LLMbench: A Comparative Close Reading Workbench for Large Language Models

arXiv cs.AI / 4/20/2026

📰 NewsIdeas & Deep AnalysisTools & Practical UsageModels & Research

Key Points

  • LLMbench is introduced as a browser-based workbench that enables side-by-side, close reading of large language model (LLM) outputs rather than focusing mainly on numerical rating metrics.
  • The system adds four analytical overlays—token-level log-probability inspection, word-level differences, Hyland-style tone/metadiscourse analysis, and sentence-level structure with discourse connective highlighting.
  • It includes six analytical modes (e.g., stochastic variation, temperature gradients, prompt sensitivity, token probabilities, and cross-model divergence) to make the probabilistic structure behind generation more interpretable at the token level.
  • The tool visualizes outputs as probability distributions (using heatmaps, entropy sparklines, pixel maps, and 3D probability “terrains”) to reveal counterfactual histories of how each word could have emerged.
  • The paper argues that log-probability data—currently underused in humanities and social-science readings—should be treated as a valuable resource for critical study of generative AI models.

Abstract

LLMbench is a browser-based workbench for the comparative close reading of large language model (LLM) outputs. Where existing tools for LLM comparison, such as Google PAIR's LLM Comparator are engineered for quantitative evaluation and user-rating metrics, LLMbench is oriented towards the hermeneutic practices of the digital humanities. Two model responses to the same prompt are side by side in annotatable panels with four analytical overlays (Probabilities for token-level log-probability inspection, Differences for word-level diff across the two panels, Tone for Hyland-style metadiscourse analysis, and Structure for sentence-level parsing with discourse connective highlighting), alongside five analytical modes, Stochastic Variation, Temperature Gradient, Prompt Sensitivity, Token Probabilities, and Cross-Model Divergence, that make the probabilistic structure of generated text legible at the token level.
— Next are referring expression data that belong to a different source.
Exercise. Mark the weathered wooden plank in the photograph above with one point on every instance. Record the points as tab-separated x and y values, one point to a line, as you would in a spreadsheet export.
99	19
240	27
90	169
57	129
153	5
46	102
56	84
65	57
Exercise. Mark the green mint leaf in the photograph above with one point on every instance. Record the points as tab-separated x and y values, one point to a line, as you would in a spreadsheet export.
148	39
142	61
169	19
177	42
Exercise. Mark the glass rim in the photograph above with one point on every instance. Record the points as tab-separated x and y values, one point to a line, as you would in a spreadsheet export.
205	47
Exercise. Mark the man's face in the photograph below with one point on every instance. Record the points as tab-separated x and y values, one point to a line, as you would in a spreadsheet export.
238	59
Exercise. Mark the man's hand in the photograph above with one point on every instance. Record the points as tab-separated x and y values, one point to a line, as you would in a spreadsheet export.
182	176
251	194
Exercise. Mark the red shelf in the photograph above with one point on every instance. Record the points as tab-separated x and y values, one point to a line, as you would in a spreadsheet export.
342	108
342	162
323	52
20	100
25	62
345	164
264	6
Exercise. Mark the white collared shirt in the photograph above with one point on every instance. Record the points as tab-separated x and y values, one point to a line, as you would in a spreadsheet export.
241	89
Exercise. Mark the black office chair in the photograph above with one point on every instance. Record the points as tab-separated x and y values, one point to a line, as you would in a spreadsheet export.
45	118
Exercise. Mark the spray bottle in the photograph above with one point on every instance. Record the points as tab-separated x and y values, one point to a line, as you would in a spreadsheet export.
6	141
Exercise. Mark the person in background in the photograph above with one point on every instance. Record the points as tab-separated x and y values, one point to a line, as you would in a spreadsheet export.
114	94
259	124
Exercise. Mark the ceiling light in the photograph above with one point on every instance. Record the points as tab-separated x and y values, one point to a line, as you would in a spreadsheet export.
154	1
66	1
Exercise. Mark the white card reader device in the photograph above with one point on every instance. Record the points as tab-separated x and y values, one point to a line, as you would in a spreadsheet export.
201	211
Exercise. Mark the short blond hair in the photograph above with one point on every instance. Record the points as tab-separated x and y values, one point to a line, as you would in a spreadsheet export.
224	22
The tool treats the generated text as a research object in its own right from a probability distribution, a text that could have been otherwise, and provides visualisations including continuous heatmaps, entropy sparklines, pixel maps, and three-dimensional probability terrains, that show the counterfactual history from which each word emerged. This paper describes the tool's architecture, its six modes, and its design rationale, and argues that log-probability data, currently underused in humanistic and social-scientific readings of AI, is an important resource for a critical studies of generative AI models.